Quiet November days, the air is clear and glassy, cutting my breath when I go outside in the morning to open the gate.



I made marrons glacés this week, that’s chestnuts cooked in sugar syrup and of course it’s got rum in it too. They’re a little treat and I eat them with my mocca after lunch. They take several days to make, it’s a very slow process and just the right thing to do in this solemn month of November. I made them on the wood fired stove which is a lot easier as they’re constantly being kept warm. We have a chestnut tree that makes really nice big chestnuts, we had a good harvest and so I decided to give it a go this year.


What you’ll need
- A couple of big edible chestnuts, I unfortunately forgot to weigh them but it was about half a kilo I’d say, two good handfuls of peeled chestnuts.
- 500g of sugar
- Half the stem of a vanilla bean, split into two
- Half a litre of water
- A dash of aged rum
- More water for peeling them
- Icing sugar
How you make it
Peel the outer shell off the chestnuts. Bring a pot of water to the boil and add the chestnuts, cook for 2-5 minutes and take off the stove. Peel the sticky thin skin off the chestnuts while they’re still hot. Be careful but generally, the hotter they are, the easier the skin comes off.

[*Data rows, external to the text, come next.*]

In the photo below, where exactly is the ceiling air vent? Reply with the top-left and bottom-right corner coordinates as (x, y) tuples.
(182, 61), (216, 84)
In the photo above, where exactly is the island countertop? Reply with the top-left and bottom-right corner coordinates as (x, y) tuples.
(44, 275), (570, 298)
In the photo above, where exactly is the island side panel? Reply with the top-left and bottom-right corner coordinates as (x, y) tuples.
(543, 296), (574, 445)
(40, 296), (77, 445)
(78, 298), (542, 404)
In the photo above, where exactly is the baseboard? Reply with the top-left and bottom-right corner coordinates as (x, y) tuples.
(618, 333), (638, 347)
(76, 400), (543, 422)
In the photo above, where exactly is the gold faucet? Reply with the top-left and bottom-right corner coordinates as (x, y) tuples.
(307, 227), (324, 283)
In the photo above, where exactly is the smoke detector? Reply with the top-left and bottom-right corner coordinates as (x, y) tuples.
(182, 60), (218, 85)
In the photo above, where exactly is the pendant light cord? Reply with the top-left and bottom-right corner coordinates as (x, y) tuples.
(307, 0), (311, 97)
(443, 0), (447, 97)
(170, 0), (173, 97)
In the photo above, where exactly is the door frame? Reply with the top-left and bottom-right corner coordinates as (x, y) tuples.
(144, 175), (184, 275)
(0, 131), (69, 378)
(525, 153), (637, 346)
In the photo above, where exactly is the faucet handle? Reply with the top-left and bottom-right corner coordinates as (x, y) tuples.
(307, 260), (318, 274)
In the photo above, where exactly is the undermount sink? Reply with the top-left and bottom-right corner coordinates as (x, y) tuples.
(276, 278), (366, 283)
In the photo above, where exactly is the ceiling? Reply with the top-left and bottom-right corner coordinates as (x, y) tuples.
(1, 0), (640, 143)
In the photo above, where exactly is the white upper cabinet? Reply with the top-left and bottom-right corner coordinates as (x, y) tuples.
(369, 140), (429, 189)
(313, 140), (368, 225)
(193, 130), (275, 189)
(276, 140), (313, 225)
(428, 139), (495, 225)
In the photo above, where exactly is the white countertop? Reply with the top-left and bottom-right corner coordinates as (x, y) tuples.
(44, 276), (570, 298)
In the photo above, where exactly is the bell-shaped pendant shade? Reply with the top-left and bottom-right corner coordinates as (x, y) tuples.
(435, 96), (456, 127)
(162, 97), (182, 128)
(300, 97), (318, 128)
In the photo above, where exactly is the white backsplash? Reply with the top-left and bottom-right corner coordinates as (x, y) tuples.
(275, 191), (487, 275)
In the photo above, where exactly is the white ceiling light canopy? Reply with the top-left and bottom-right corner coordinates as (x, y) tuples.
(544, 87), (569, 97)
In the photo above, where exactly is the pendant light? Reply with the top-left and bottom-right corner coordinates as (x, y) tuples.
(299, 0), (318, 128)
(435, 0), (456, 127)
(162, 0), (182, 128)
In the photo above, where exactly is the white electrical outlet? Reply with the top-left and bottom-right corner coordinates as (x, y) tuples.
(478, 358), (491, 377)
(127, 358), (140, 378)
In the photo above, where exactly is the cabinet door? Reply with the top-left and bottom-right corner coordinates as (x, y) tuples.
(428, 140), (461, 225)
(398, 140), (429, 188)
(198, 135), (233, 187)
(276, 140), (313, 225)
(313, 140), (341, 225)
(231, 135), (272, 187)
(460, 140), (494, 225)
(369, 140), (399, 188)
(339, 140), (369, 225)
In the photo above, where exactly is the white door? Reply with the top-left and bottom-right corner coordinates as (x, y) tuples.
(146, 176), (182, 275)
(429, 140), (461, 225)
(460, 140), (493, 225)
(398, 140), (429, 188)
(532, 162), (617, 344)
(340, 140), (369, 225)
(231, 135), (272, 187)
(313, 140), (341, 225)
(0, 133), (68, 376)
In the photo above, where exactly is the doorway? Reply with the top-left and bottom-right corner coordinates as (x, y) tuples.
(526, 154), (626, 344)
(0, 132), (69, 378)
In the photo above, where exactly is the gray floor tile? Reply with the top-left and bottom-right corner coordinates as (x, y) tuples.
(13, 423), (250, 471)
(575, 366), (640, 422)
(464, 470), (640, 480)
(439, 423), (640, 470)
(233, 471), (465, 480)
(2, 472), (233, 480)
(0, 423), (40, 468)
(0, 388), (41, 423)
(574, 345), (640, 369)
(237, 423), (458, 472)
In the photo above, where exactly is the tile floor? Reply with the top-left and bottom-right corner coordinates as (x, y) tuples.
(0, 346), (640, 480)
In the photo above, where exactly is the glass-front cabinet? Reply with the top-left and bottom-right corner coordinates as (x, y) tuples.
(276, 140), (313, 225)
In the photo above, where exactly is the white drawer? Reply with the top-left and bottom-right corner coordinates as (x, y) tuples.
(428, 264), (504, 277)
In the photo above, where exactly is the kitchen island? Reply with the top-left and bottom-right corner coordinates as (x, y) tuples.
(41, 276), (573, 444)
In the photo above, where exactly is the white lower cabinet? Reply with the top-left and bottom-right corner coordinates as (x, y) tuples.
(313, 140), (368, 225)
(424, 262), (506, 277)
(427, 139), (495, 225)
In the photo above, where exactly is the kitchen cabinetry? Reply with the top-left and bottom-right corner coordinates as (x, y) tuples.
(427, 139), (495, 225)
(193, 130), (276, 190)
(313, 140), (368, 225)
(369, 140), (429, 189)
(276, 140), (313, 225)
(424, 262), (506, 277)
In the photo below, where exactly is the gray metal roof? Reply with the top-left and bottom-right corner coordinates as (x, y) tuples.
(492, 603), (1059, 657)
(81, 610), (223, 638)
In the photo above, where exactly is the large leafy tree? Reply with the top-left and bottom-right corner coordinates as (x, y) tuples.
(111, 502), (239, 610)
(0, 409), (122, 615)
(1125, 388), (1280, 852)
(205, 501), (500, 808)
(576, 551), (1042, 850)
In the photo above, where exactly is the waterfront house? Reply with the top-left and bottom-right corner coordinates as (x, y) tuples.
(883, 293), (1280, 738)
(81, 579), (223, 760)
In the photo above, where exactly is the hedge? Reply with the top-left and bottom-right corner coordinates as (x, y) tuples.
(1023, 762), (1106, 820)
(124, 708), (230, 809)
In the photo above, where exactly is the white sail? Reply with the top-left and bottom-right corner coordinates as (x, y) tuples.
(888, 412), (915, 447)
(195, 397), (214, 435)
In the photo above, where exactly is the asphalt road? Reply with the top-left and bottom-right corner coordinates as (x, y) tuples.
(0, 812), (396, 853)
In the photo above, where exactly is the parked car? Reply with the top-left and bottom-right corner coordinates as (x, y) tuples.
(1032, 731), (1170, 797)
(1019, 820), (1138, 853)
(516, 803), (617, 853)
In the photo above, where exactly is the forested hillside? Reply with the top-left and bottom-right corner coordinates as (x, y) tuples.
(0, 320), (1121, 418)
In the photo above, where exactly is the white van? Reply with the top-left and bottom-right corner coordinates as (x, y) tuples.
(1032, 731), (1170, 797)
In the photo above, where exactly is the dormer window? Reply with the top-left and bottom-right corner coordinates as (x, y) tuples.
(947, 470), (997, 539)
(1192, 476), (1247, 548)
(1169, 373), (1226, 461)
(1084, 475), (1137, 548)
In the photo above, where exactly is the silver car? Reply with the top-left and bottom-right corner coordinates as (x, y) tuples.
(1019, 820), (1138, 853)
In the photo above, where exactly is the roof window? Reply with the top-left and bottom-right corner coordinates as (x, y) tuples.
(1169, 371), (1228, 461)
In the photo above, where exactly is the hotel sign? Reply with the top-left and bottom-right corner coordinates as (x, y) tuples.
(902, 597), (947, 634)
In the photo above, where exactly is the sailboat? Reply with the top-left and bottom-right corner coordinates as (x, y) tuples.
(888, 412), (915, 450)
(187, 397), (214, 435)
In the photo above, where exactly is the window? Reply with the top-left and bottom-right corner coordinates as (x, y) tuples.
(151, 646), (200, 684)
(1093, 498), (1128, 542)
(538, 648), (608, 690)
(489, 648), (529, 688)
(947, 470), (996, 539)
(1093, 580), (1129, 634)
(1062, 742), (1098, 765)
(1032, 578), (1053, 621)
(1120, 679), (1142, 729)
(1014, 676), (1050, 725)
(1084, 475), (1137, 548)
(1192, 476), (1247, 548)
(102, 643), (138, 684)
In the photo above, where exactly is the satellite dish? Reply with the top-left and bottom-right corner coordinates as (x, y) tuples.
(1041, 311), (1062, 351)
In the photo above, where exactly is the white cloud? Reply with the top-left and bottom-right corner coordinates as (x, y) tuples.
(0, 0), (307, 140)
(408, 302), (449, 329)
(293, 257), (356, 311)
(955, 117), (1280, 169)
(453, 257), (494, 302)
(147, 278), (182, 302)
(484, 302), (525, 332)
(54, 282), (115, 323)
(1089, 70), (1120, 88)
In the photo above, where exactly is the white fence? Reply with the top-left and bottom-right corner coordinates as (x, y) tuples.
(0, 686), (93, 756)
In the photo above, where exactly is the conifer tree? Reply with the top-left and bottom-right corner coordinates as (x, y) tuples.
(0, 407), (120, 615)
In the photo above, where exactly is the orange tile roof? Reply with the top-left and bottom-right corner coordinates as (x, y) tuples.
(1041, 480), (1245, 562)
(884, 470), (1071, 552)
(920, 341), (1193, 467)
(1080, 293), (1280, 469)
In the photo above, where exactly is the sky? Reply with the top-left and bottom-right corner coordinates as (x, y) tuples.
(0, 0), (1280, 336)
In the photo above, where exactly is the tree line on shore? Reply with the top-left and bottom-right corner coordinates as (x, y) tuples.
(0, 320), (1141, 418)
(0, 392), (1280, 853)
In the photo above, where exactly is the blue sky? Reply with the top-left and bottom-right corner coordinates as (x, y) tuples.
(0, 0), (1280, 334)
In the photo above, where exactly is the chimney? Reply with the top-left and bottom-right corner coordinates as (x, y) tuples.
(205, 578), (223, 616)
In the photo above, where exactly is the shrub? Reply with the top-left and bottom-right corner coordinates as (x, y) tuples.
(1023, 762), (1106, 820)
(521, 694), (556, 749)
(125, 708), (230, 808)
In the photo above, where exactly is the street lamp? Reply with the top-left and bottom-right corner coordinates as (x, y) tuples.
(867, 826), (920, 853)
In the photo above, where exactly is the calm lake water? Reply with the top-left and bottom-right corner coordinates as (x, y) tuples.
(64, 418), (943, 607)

Bring the sugar, vanilla and water to the boil in a separate pan, add the peeled chestnuts and simmer for 30 minutes. Take off the heat and add a dash of rum, cover with a lid and let sit at room temperature until the next day.
The next day, heat the pan until the syrup starts bubbling, take off the heat and let sit at room temperature until the next day. Repeat for at least another two days.
When they’re done, gently take them out of the syrup and let them dry at room temperature. Warm the syrup and add small quantities of icing sugar until you get a thick soupy sauce, the consistency of running honey or caramel sauce. Dip each chestnut into the icing and let drip off on a cooling rack. Et voilà.
How you eat it
It’s best not to eat all of them all at once but bit by bit and shared with friends rather, although I admit it’s hard. They’re the perfect little sneaky treat.